Maxilla, malocclusion and tongue posture
This blog is about the maxilla, malocclusion and tongue posture. I have to start with a disclaimer: I am by no means an expert or professional on the subject of teeth and dental hygiene. So the sources that I read could be questionable, but they made sense to me, so I am willing to try some of the tips I have read.
I suffer from a bit of malocclusion and I’ve suffered from that a long time now. Malocclusion is the state in which the teeth of the jaws don’t properly allign, which causes tension on the chewing muscles and may even lead to migraine and feelings of being exhausted (because you’re adjusting and pressing all the time).
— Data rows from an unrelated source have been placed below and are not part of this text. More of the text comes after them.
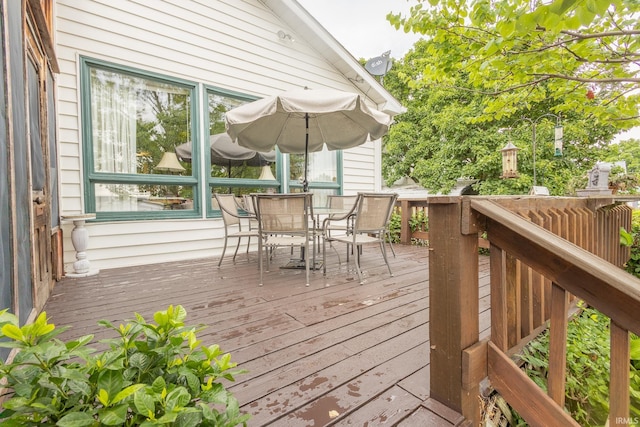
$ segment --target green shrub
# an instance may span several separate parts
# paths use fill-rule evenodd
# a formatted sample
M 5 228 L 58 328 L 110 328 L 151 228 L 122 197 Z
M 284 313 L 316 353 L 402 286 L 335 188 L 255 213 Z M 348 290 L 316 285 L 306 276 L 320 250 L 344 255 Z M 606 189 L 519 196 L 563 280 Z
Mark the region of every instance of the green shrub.
M 241 370 L 217 345 L 203 346 L 201 328 L 184 326 L 186 311 L 169 306 L 147 323 L 136 313 L 114 326 L 118 338 L 96 353 L 87 335 L 63 342 L 41 313 L 33 324 L 0 311 L 3 347 L 18 349 L 10 363 L 0 361 L 6 400 L 0 421 L 6 426 L 235 426 L 246 425 L 237 400 L 220 383 Z
M 549 334 L 541 334 L 520 356 L 524 370 L 539 387 L 547 390 Z M 610 378 L 609 318 L 593 308 L 584 308 L 567 328 L 565 407 L 582 426 L 602 426 L 609 414 Z M 631 336 L 631 417 L 640 416 L 640 339 Z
One of the causes in my case is that I used to be a thumb sucker when I was little. Sucking on your thumb potentially messes up your tongue posture, which can lead to a narrow palate, which in turn can lead to malocclusion. A narrow palate also might influences your posture. From what I’ve understood, since it causes difficulty breathing people who have a narrow palate tend to tilt their heads a bit up in order to ease breathing. I have done that and it weakened my shoulder posture and my abdominal muscles. In a lot of people, mouth breathing seems to be the consequence of having a narrow pallate as well.
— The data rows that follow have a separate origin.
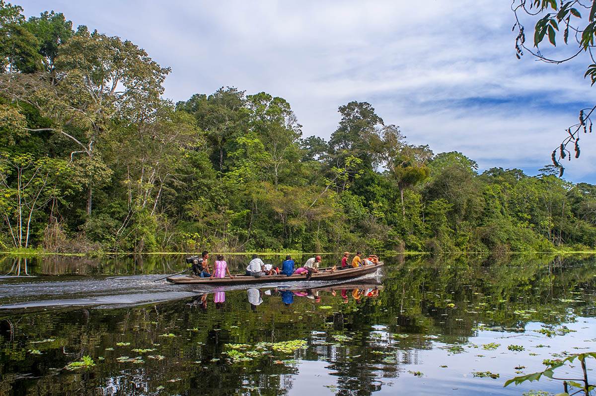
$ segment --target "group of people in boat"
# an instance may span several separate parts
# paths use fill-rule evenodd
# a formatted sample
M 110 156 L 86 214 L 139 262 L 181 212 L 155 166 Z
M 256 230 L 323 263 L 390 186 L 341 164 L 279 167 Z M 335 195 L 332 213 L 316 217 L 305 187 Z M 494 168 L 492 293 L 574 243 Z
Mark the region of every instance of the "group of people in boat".
M 339 268 L 343 270 L 348 268 L 358 268 L 365 265 L 370 265 L 378 263 L 378 256 L 375 255 L 369 255 L 368 257 L 363 258 L 362 252 L 357 252 L 356 255 L 350 260 L 349 252 L 343 253 L 342 258 L 342 265 Z M 215 261 L 213 262 L 213 271 L 209 268 L 209 253 L 207 250 L 203 251 L 201 253 L 201 258 L 197 260 L 196 269 L 193 271 L 195 274 L 201 278 L 225 278 L 227 275 L 231 279 L 234 279 L 234 276 L 229 272 L 228 268 L 228 263 L 224 259 L 223 255 L 218 255 L 216 256 Z M 258 255 L 253 255 L 252 259 L 249 262 L 246 267 L 245 275 L 247 276 L 253 276 L 260 277 L 270 275 L 283 274 L 287 276 L 294 275 L 306 274 L 309 278 L 312 274 L 319 272 L 319 265 L 321 262 L 321 256 L 315 256 L 306 260 L 302 267 L 295 268 L 296 262 L 292 259 L 290 255 L 285 256 L 285 259 L 281 263 L 281 268 L 279 267 L 273 268 L 273 265 L 270 264 L 265 264 L 259 257 Z M 350 264 L 348 264 L 348 262 Z M 193 266 L 195 268 L 195 266 Z M 337 269 L 337 266 L 333 266 L 331 271 L 333 272 Z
One of the disadvantages of having a narrow palate is that something just looks off. You will have to put effort into closing your mouth and there is a lot of tension on the chin and jaw muscles that shouldn’t be there. It can also result in a long face syndrome, which means that the maxilla (the upper jaw bone) has grown downwards too much, instead of slightly protruding.
On the above picture, you see the pictures of two sisters. As the story goes, they were told by their dentist a couple of years before these pictures were taken to stop breathing through their mouths and to start breathing through their noses instead. Also, he taught them a better way to swallow. A few years later, pictures (see the image above) were taken of the two sisters. The sister on the left had followed the advice of the dentist while the sister on the right was complacent about following the advice. The maxila of the sister on the right seems to have grown vertically a bit out of proportion. She has to tense her chin muscles and really make an effort to close her mouth. It doesn’t look comfortable, pretty or good at all. I feel for her, because I share her problem. Through trial and error, I would like to find a solution to this problem.
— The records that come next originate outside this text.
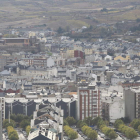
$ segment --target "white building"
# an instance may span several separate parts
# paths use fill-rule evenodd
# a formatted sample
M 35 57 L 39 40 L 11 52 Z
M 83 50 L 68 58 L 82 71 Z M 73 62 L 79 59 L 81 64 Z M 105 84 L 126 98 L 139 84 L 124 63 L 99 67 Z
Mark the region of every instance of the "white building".
M 109 91 L 102 90 L 102 115 L 103 118 L 114 123 L 115 120 L 125 117 L 125 102 L 121 87 L 116 86 L 116 90 L 112 88 L 113 91 L 110 91 L 110 89 L 108 89 Z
As professor John Mew tells us in this video our prehistoric ancestors used to have a different stance of the tongue than most of us have to day. Their tongues used to touch the palate of their mouths. I have allready tried this. What I’ve noticed so far:
- immediate change in posture. Automatically, my shoulders are naturally set aback a bit.
- more pressure on my abdominal muscles. That is a good thing I think, since the physiotherapist used to say that my posture was bad, because I didn’t put enough pressure on my abdominal muscles
- more extending and moving of the diaphragm and ribs while breathing and the feeling as if more air flows into my lungs. While when mouth breathing, belly breathing is also easier.
- difficulty breathing through my nose. I guess I am a mouth breather after all. It feels my sinuses are not completely open. Would that be a potential cause of starting to become a mouth breather? This is uncomfortable, but I won’t give up.
Through a tongue position in which my tongue rests on the palate of my mouth, I hope to get a little bit broader upper palate. This will hopefully resolve some of the issues I have with my jaws.